Thursday, June 29, 2006

constness of it all

As a designer of libraries and code that others use, I have come to an impasse with Java. I am convinced that it was originally designed for ultimate portability and application development and not for efficiency and library design. One sticking point that has bothered me since I got JDK 1.0 back in 1996 was the absence of const, commonplace in C/C++. const keyword means something is not allowed to be changed (barring any void* hacks).

So if someone writes:

const char *p;

You know that this is a pointer to a char array that cannot be changed. But const is not always this easy to understand, lets look at this example:

const char *const p;


This means that the pointer contents cannot be changed and the pointer value (memory location of the char data) cannot be changed. Further you can really complicate things with:

const char *const get(const char *const) const;

Here a class member function accepts a pointer to a char array that cannot be changed and pointer that cannot be reassigned, it returns the same and on top of that the class data cannot change. Little much but const can be a beautiful thing in the hands of an interface designer.

Let's take a simple example of a class that is a global cache that you cannot change:

class GlobalCache
{
public:
const ObjectData& get(const KeyName&) const;
};


Simple enough you give it a reference to a key object and it looks up and returns a constant ObjectData reference without changing its own contents. The fact that reference is used to pass data around is efficient because no memory is allocated/copied in the process. The method is const (the last const in that declaration) so nothing is written to the object during that call and the most important const of them all is the first one. It means that the data you get you cannot change in any way. Why is it important? You don't need to synchronize access to that object, in a multi-threaded environment you can have as many threads as you want reading that object without a need to synchronize it in any way.

There is no way to do this in java. The closest thing is to return a copy of the ObjectData (and ObjectData can be huge):

class GlobalCache
{
public:
public ObjectData get(const KeyName key) {
return new ObjectData(someinternalObjectaData;
}
};

Java has to make a copy of this object to guarantee consistency. If you return the actual object then anyone can change it which can have very unexpected results if the system is multi-threaded (object consistency is lost). Before you mention final keyword, remember that it means the reference cannot change and makes no guarantees about the object itself.

Not having a const means you need make a lot more complicated of a design to guarantee that the code behaves as intended (because you can never expect the users to do what is expected, they will always do what is not). This is one of the reasons java code tends to bloat in the class count area and it is never fun to have several classes doing what really one class should have done.

I am hoping in one of the upcoming java versions implements a const-like behavior (afterall 5.0 has template-like behavior)... More and more java is starting to look like C++. Funny how that happens.

2 comments:

Allan "Goldfish" Clark said...

Hi Alex;

That necessary copy, does that optimize using Copy-On-Write? Or is that also tossed out in a multicore architecture?

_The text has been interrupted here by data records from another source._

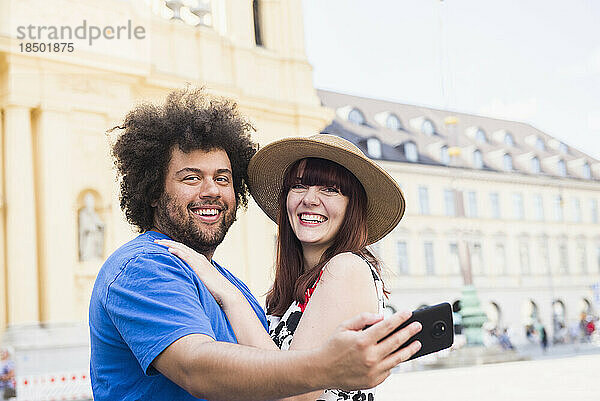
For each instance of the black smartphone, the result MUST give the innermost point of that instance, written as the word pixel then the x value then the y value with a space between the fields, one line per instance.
pixel 438 329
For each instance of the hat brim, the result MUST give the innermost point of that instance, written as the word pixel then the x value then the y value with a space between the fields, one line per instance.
pixel 267 168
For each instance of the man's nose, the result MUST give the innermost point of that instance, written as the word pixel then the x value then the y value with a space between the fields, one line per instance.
pixel 311 197
pixel 209 189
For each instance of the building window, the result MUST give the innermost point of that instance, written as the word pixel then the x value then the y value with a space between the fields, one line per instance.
pixel 480 136
pixel 558 208
pixel 477 159
pixel 535 165
pixel 424 200
pixel 495 205
pixel 500 259
pixel 587 171
pixel 471 204
pixel 563 258
pixel 594 210
pixel 507 162
pixel 540 144
pixel 582 257
pixel 410 151
pixel 476 259
pixel 562 168
pixel 257 23
pixel 563 148
pixel 428 128
pixel 444 157
pixel 402 254
pixel 519 212
pixel 524 258
pixel 377 249
pixel 374 148
pixel 393 122
pixel 450 206
pixel 538 207
pixel 454 259
pixel 429 260
pixel 576 204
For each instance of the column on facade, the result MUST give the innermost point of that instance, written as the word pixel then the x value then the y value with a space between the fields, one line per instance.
pixel 57 222
pixel 21 213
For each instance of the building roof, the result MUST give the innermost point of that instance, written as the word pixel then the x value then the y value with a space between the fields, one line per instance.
pixel 453 130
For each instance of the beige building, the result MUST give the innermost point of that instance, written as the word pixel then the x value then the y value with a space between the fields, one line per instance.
pixel 60 215
pixel 524 204
pixel 532 235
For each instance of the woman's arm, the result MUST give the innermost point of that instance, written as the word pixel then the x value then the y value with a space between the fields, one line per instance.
pixel 345 289
pixel 246 326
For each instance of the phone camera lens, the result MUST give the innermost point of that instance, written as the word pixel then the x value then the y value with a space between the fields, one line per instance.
pixel 439 329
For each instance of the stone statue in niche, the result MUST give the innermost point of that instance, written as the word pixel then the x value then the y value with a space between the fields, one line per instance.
pixel 91 231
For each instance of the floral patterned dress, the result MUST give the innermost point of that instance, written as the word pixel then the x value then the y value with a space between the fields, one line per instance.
pixel 282 329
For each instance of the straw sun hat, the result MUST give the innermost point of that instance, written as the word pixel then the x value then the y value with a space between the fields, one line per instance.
pixel 269 165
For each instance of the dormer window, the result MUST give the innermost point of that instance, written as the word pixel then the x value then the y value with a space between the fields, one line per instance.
pixel 587 171
pixel 480 136
pixel 428 128
pixel 562 168
pixel 444 157
pixel 563 148
pixel 477 159
pixel 410 151
pixel 540 144
pixel 356 116
pixel 507 162
pixel 393 122
pixel 535 165
pixel 374 148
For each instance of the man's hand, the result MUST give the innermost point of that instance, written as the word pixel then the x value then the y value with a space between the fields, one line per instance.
pixel 354 358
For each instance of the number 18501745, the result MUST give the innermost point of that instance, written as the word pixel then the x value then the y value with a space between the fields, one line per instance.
pixel 49 47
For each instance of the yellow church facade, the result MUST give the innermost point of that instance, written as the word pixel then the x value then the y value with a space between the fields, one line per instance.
pixel 56 107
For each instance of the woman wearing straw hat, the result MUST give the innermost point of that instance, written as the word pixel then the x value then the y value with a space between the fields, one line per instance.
pixel 330 202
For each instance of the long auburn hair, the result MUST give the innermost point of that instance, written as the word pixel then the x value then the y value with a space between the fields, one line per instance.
pixel 291 278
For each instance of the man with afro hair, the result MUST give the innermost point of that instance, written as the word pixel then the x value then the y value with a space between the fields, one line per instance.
pixel 156 332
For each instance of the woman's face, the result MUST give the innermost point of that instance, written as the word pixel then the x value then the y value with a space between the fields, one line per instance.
pixel 316 213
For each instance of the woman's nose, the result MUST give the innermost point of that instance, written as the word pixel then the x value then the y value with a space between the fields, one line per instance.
pixel 311 197
pixel 209 188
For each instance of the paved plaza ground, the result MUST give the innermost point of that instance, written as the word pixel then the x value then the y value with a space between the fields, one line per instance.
pixel 564 378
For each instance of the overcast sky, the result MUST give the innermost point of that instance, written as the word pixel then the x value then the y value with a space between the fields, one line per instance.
pixel 530 60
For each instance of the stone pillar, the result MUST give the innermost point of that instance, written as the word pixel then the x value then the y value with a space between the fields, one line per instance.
pixel 58 253
pixel 3 297
pixel 21 214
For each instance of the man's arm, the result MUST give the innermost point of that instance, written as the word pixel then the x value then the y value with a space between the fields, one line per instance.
pixel 351 359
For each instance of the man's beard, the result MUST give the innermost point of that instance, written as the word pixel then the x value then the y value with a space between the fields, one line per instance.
pixel 174 220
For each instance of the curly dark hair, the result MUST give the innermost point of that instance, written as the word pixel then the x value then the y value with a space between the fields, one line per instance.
pixel 191 120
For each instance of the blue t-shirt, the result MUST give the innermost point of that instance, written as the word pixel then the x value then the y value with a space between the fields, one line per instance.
pixel 143 300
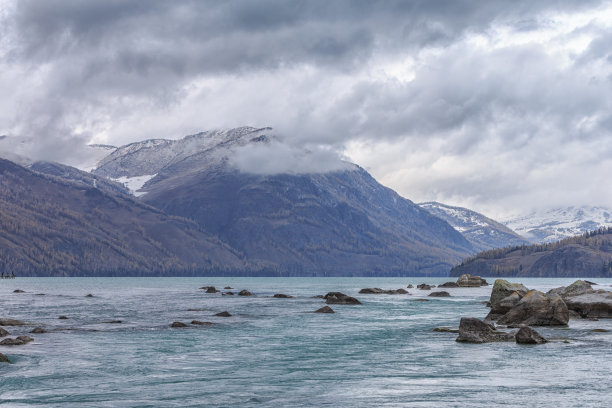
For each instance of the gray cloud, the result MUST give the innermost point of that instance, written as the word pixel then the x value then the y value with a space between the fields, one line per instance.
pixel 481 125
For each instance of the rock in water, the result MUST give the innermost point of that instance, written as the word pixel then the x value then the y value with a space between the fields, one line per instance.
pixel 338 298
pixel 441 293
pixel 467 281
pixel 472 330
pixel 526 335
pixel 592 305
pixel 502 289
pixel 325 309
pixel 537 309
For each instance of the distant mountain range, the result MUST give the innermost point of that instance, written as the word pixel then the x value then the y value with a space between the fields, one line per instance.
pixel 587 255
pixel 556 224
pixel 483 232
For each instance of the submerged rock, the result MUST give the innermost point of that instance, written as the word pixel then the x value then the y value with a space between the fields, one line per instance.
pixel 38 330
pixel 537 309
pixel 324 309
pixel 339 298
pixel 527 335
pixel 592 305
pixel 472 330
pixel 468 281
pixel 378 291
pixel 441 293
pixel 11 322
pixel 199 323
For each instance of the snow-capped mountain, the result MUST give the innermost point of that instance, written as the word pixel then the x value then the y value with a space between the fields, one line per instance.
pixel 483 232
pixel 556 224
pixel 340 222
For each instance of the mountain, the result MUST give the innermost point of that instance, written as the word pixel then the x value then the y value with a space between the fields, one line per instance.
pixel 552 225
pixel 484 233
pixel 587 255
pixel 340 223
pixel 50 226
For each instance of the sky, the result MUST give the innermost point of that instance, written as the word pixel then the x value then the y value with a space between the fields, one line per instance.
pixel 502 107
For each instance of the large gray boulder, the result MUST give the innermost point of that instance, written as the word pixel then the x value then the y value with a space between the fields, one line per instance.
pixel 596 305
pixel 466 280
pixel 527 335
pixel 472 330
pixel 502 289
pixel 537 309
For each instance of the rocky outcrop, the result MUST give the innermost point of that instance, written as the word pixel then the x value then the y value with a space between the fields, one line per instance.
pixel 527 335
pixel 441 293
pixel 537 309
pixel 20 340
pixel 592 305
pixel 339 298
pixel 11 322
pixel 468 281
pixel 502 289
pixel 325 309
pixel 378 291
pixel 472 330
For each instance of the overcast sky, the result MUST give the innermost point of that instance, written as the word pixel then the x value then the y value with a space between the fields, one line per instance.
pixel 500 106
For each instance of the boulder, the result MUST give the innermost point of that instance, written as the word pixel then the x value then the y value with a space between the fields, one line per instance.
pixel 502 289
pixel 441 293
pixel 21 340
pixel 377 291
pixel 11 322
pixel 592 305
pixel 325 309
pixel 527 335
pixel 338 298
pixel 472 330
pixel 537 309
pixel 467 281
pixel 38 330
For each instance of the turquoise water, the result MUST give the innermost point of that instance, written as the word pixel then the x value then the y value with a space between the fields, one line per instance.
pixel 272 352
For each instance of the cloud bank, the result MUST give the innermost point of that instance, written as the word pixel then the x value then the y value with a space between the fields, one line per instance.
pixel 500 106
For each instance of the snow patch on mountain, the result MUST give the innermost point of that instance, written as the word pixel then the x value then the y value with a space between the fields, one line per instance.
pixel 559 223
pixel 134 184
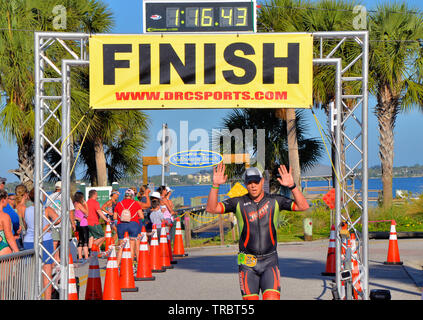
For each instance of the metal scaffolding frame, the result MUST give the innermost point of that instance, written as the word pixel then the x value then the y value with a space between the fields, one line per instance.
pixel 50 107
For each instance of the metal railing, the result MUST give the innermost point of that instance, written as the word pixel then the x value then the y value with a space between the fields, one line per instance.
pixel 17 275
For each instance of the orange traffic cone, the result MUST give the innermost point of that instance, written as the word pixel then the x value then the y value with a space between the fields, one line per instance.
pixel 94 291
pixel 109 238
pixel 73 292
pixel 393 252
pixel 178 244
pixel 126 279
pixel 111 281
pixel 156 262
pixel 331 257
pixel 358 290
pixel 144 265
pixel 164 249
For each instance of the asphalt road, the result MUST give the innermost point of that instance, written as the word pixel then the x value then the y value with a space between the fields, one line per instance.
pixel 210 273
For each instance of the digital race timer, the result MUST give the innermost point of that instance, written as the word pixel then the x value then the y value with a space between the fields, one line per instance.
pixel 199 16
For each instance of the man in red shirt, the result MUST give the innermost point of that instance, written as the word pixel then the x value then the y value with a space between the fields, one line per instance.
pixel 94 211
pixel 133 225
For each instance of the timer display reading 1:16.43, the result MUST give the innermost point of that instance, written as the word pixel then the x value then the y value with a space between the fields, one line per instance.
pixel 206 17
pixel 199 16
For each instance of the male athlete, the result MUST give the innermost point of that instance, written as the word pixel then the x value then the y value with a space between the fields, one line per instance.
pixel 257 214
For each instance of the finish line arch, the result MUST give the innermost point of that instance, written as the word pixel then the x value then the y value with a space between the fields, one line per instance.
pixel 74 46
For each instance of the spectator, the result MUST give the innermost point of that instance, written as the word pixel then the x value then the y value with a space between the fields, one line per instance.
pixel 96 231
pixel 81 214
pixel 128 223
pixel 156 215
pixel 16 227
pixel 55 201
pixel 29 221
pixel 109 208
pixel 7 240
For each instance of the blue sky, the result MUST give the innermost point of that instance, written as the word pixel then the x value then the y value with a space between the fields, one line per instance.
pixel 128 19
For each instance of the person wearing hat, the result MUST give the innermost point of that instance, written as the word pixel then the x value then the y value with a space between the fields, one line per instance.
pixel 2 183
pixel 54 201
pixel 128 213
pixel 257 214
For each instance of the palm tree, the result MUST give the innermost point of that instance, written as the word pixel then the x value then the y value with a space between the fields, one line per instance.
pixel 396 75
pixel 276 145
pixel 18 20
pixel 121 137
pixel 300 16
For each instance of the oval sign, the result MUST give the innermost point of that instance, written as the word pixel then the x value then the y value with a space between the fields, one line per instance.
pixel 195 159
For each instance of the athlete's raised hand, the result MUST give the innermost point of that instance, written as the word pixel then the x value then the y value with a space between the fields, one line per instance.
pixel 286 178
pixel 219 176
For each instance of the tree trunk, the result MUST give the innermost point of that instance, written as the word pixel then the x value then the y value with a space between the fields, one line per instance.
pixel 100 162
pixel 25 172
pixel 386 112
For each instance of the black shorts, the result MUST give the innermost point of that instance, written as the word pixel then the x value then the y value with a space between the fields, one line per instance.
pixel 263 276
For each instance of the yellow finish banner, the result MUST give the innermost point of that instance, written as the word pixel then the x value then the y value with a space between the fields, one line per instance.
pixel 171 71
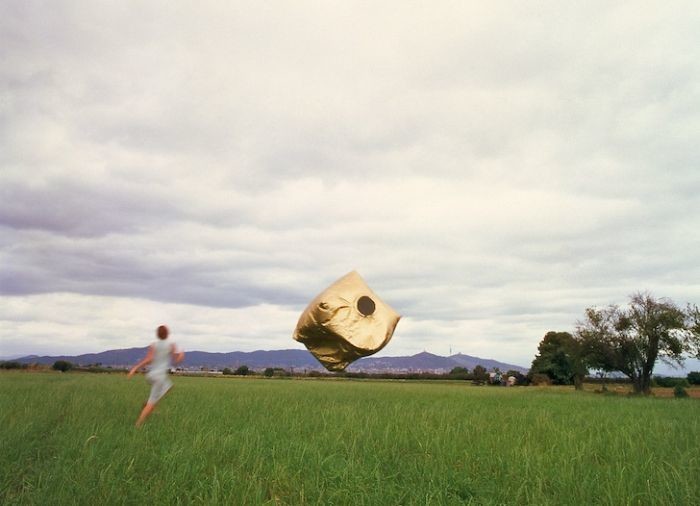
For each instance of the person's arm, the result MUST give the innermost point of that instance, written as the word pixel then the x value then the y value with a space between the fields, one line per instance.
pixel 147 360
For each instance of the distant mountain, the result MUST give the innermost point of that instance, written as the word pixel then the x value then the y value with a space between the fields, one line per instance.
pixel 287 359
pixel 425 361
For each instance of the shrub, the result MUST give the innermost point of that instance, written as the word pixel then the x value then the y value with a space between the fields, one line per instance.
pixel 12 365
pixel 62 365
pixel 242 371
pixel 679 392
pixel 669 382
pixel 540 379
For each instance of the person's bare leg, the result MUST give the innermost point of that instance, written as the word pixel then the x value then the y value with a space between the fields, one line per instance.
pixel 145 412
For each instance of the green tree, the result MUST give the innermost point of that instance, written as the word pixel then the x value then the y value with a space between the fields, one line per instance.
pixel 62 365
pixel 631 339
pixel 561 358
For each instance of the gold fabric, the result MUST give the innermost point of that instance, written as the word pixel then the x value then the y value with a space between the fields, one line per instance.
pixel 345 322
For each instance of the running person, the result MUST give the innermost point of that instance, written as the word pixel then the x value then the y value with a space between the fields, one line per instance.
pixel 161 354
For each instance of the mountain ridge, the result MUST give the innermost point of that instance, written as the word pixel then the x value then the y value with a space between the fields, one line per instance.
pixel 285 358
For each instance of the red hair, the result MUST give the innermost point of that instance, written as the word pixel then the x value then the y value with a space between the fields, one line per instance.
pixel 162 332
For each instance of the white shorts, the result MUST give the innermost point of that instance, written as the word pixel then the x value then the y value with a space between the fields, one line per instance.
pixel 160 384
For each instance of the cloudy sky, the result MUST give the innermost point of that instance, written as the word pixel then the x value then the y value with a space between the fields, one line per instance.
pixel 490 168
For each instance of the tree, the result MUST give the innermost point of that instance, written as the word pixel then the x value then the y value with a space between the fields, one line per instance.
pixel 631 339
pixel 62 365
pixel 561 358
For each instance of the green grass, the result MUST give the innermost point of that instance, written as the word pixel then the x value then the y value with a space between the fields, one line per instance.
pixel 69 439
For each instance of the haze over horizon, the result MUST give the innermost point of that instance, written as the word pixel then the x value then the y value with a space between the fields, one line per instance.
pixel 490 170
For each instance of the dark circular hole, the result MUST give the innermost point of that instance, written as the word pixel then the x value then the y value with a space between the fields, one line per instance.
pixel 365 305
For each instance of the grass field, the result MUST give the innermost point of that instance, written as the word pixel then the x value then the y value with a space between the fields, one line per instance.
pixel 69 439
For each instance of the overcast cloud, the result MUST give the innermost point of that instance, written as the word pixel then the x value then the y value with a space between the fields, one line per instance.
pixel 490 170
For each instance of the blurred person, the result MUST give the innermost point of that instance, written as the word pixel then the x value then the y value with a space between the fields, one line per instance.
pixel 162 354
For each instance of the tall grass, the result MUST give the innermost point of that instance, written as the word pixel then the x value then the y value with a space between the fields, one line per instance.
pixel 69 439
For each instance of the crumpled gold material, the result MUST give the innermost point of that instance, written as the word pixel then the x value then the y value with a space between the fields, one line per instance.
pixel 345 322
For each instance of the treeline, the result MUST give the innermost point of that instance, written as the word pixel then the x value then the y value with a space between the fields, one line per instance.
pixel 59 365
pixel 627 340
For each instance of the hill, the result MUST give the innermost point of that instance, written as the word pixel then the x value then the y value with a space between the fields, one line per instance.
pixel 287 359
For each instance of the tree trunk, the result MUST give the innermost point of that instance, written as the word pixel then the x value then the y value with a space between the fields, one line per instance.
pixel 637 384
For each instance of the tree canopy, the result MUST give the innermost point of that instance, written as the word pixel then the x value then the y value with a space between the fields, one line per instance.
pixel 560 358
pixel 632 338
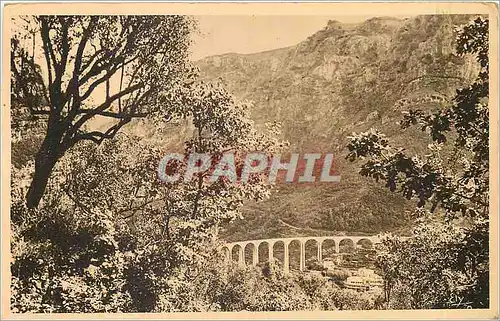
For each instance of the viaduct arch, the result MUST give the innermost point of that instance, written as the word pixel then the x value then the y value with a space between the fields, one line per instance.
pixel 242 245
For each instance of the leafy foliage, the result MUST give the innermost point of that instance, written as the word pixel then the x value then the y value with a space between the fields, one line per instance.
pixel 445 265
pixel 110 67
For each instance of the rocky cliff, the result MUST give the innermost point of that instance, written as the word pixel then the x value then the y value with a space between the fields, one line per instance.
pixel 343 79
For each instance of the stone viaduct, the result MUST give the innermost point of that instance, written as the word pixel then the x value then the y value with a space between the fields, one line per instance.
pixel 241 246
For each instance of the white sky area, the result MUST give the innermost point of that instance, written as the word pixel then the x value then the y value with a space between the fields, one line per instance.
pixel 249 34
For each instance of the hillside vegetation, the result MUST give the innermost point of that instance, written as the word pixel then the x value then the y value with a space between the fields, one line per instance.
pixel 342 79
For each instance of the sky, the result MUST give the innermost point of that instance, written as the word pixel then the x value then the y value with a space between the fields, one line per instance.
pixel 249 34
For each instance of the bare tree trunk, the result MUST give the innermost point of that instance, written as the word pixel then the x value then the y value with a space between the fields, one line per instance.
pixel 45 160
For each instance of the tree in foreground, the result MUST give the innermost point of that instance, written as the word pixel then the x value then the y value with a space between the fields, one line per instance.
pixel 109 226
pixel 445 264
pixel 70 71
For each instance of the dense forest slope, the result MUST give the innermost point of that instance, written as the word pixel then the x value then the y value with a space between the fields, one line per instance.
pixel 343 79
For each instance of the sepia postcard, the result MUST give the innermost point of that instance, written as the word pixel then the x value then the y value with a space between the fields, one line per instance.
pixel 168 160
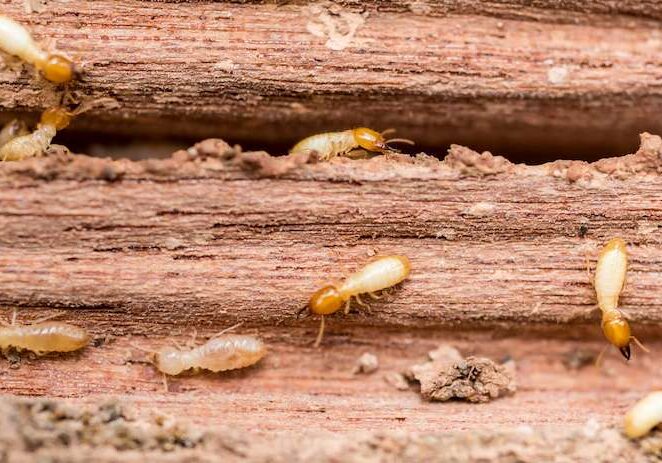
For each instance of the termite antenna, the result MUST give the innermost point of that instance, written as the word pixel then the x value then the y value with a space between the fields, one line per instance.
pixel 600 358
pixel 48 317
pixel 302 310
pixel 149 351
pixel 85 106
pixel 320 335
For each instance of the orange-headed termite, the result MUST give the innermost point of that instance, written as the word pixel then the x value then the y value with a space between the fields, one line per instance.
pixel 16 40
pixel 43 337
pixel 379 274
pixel 644 415
pixel 36 143
pixel 11 130
pixel 332 144
pixel 609 282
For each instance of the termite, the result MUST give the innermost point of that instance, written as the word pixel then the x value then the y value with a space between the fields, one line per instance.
pixel 16 40
pixel 42 337
pixel 644 415
pixel 11 130
pixel 331 144
pixel 36 143
pixel 377 275
pixel 609 281
pixel 221 353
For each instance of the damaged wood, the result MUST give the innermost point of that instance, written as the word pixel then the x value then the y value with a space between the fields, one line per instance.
pixel 142 253
pixel 574 77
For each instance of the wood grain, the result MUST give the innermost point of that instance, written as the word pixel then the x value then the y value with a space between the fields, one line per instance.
pixel 144 253
pixel 532 79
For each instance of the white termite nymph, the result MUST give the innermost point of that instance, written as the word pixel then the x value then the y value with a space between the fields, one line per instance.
pixel 331 144
pixel 644 415
pixel 23 146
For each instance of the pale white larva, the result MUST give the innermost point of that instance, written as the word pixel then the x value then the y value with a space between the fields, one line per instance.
pixel 331 144
pixel 644 415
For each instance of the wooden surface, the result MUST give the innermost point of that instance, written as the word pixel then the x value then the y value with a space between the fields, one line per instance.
pixel 144 253
pixel 530 79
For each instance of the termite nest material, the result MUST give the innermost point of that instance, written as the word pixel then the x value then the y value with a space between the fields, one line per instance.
pixel 448 376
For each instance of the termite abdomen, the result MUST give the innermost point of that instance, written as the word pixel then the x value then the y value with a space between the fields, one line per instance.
pixel 44 337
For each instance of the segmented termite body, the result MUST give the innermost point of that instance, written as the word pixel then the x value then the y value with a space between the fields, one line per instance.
pixel 609 280
pixel 16 40
pixel 332 144
pixel 228 352
pixel 12 130
pixel 36 143
pixel 45 337
pixel 377 275
pixel 644 415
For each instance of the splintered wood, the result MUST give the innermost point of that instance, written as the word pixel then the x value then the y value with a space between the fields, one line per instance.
pixel 540 78
pixel 146 252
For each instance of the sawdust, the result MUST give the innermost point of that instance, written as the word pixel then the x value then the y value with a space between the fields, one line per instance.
pixel 45 430
pixel 332 22
pixel 447 376
pixel 472 164
pixel 48 424
pixel 367 364
pixel 215 157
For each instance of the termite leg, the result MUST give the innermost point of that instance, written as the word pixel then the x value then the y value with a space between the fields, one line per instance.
pixel 177 345
pixel 348 305
pixel 191 343
pixel 320 334
pixel 588 268
pixel 302 310
pixel 598 361
pixel 165 383
pixel 361 303
pixel 641 346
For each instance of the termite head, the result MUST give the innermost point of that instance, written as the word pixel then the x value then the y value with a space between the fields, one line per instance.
pixel 369 139
pixel 56 117
pixel 169 361
pixel 325 301
pixel 617 331
pixel 58 69
pixel 372 140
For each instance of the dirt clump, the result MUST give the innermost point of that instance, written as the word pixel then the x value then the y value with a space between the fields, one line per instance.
pixel 48 424
pixel 446 375
pixel 368 363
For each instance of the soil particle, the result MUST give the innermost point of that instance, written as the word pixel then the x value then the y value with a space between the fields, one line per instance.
pixel 577 359
pixel 368 363
pixel 49 424
pixel 397 380
pixel 472 164
pixel 446 376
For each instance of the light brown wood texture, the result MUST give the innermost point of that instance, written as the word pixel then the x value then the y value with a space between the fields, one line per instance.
pixel 144 253
pixel 529 79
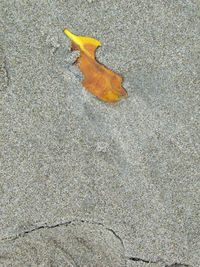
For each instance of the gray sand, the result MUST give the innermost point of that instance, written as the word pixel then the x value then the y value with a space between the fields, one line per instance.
pixel 89 183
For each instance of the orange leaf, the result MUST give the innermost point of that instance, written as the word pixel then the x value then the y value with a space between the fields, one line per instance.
pixel 98 80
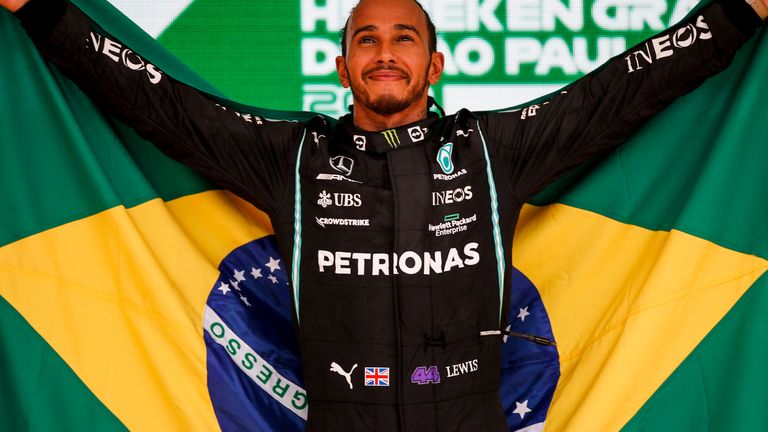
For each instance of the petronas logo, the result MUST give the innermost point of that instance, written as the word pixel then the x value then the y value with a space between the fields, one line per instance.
pixel 444 158
pixel 392 139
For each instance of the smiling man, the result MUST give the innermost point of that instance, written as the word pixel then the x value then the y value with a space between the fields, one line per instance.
pixel 397 223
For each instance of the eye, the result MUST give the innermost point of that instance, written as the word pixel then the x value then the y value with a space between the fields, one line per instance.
pixel 366 40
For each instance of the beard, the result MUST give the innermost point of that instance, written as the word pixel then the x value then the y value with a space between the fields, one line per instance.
pixel 388 104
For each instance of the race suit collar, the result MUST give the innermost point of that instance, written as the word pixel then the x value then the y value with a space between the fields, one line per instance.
pixel 383 141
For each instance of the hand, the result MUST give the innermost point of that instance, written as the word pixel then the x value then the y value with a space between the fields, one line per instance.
pixel 13 5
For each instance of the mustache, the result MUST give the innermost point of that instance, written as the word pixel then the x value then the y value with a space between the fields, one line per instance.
pixel 387 68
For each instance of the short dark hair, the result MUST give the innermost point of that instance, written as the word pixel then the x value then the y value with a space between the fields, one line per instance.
pixel 430 29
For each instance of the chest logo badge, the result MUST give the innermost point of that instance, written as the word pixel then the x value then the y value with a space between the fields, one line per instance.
pixel 347 375
pixel 343 165
pixel 360 142
pixel 416 134
pixel 444 158
pixel 392 139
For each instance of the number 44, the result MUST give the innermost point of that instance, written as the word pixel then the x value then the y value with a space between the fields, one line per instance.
pixel 423 375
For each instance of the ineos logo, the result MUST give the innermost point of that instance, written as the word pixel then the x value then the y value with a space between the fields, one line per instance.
pixel 128 58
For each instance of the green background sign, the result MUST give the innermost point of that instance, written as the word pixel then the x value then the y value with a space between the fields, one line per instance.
pixel 499 53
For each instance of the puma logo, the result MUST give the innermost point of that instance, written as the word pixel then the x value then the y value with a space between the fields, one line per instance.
pixel 347 375
pixel 317 138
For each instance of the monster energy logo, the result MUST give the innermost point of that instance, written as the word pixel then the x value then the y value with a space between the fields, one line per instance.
pixel 392 139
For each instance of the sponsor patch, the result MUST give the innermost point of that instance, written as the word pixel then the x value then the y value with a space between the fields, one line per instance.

Alex Chachanashvili said...

It definitely still calls the constructor and tries to copy resources due to multithreading (since a thread may modify that object between the time of the call and the time of write). It forces you to design classes from interfaces which may be ok but gets to be a pain when using java IDEs like eclipse where F3 takes you to the definition of the method and you get the interface first then you have to do F4 to get hierarchy and then open your class and locate the method you need inside. It's pretty annoying. While it may be nitpicking it also increases the class count. I prefer the elegance of const and passing the reference explicitly which signals to people that the object is being viewed and to be aware of multithreaded issues that may occur.